Er staan natuurlijk geen afschuwelijke of gehoorgangmartelende nummers op Topless Is More, maar toch kan ongeveer de helft van dit album gemakkelijkheidhalve onder de noemer “vulsel” geplaatst worden. Nummers als “Bulletbabe”, waarin een akoestisch niemendalletje halverwege via een technobruggetje omgebouwd wordt tot een would-be rocker, spelen met het gegeven van popmuziek zonder echt memorabel te zijn. Het korte “Autist Redding”, waarin foute trance-keyboardjes de plak zwaaien tot het nummer implodeert, is hiervan ook een schoolvoorbeeld; point taken. Wanneer de groep in “This Is A Song” de gitaren omgordt en het Pavement-gehalte danig de lucht in jaagt, valt het resultaat hooguit te bestempelen als generisch. Dit nummer mag dan wel leuk zijn, het voegt niets bijzonders toe aan het toch wel mooie oeuvre van de groep. Om nog maar te zwijgen van de circa 15 minuten met achtereenvolgens regenweer en gesnurk die achter “Triportit” geplakt werden; noem ons gerust droogstoppels, maar het nut ervan ontgaat ons volledig.

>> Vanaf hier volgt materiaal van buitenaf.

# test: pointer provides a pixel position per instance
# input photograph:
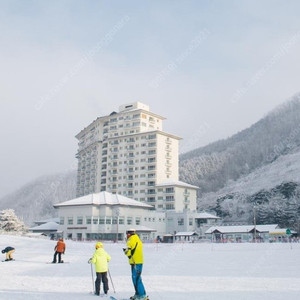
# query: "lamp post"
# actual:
(117, 213)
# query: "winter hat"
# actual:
(99, 245)
(130, 231)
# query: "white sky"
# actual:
(212, 68)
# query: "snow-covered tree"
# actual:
(9, 222)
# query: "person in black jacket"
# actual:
(9, 251)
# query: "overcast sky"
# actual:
(212, 68)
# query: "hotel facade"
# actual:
(128, 177)
(128, 153)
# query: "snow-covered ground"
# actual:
(171, 271)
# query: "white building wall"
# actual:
(103, 219)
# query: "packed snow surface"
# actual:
(171, 271)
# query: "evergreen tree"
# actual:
(9, 222)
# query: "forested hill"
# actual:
(213, 166)
(35, 200)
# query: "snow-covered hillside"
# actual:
(272, 190)
(171, 271)
(213, 166)
(35, 200)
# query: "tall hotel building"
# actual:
(128, 153)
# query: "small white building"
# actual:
(189, 221)
(107, 216)
(242, 233)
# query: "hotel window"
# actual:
(180, 221)
(169, 190)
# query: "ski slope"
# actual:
(171, 271)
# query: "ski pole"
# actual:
(111, 281)
(92, 278)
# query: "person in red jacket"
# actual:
(59, 249)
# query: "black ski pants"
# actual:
(101, 277)
(59, 257)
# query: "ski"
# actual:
(7, 260)
(64, 262)
(114, 298)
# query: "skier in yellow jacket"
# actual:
(134, 252)
(100, 259)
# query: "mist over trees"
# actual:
(255, 171)
(213, 166)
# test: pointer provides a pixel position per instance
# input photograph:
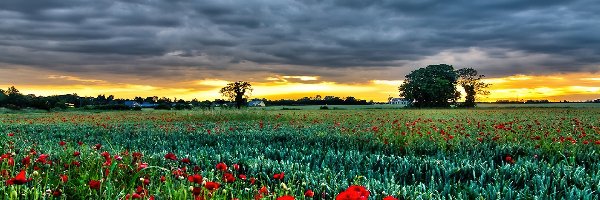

En dan zijn er nog de gemiste kansen. Het vrolijke, echoënde danspopriedeltje “Haut Gay”, dat de gemiddelde Stubru-luisteraar wel al eens door zijn radioboxen heeft horen waaien, is op zich ook best leuk, maar wordt op symfonische wijze gerekt tot maar liefst negen minuten; de lol is er dan al lang vanaf. Zelfs de geinige hidden track “The Indian Mahowhow”, een kort swingnummertje uit de oude doos, is geen excuus om de hele rit uit te zitten. Ook het trage, met seventies synth-klanken gevulde “Superdedubber” wordt negen volle minuten nergens naartoe gesleept, waardoor een potentiële monstersong vakkundig naar de haaien wordt geholpen.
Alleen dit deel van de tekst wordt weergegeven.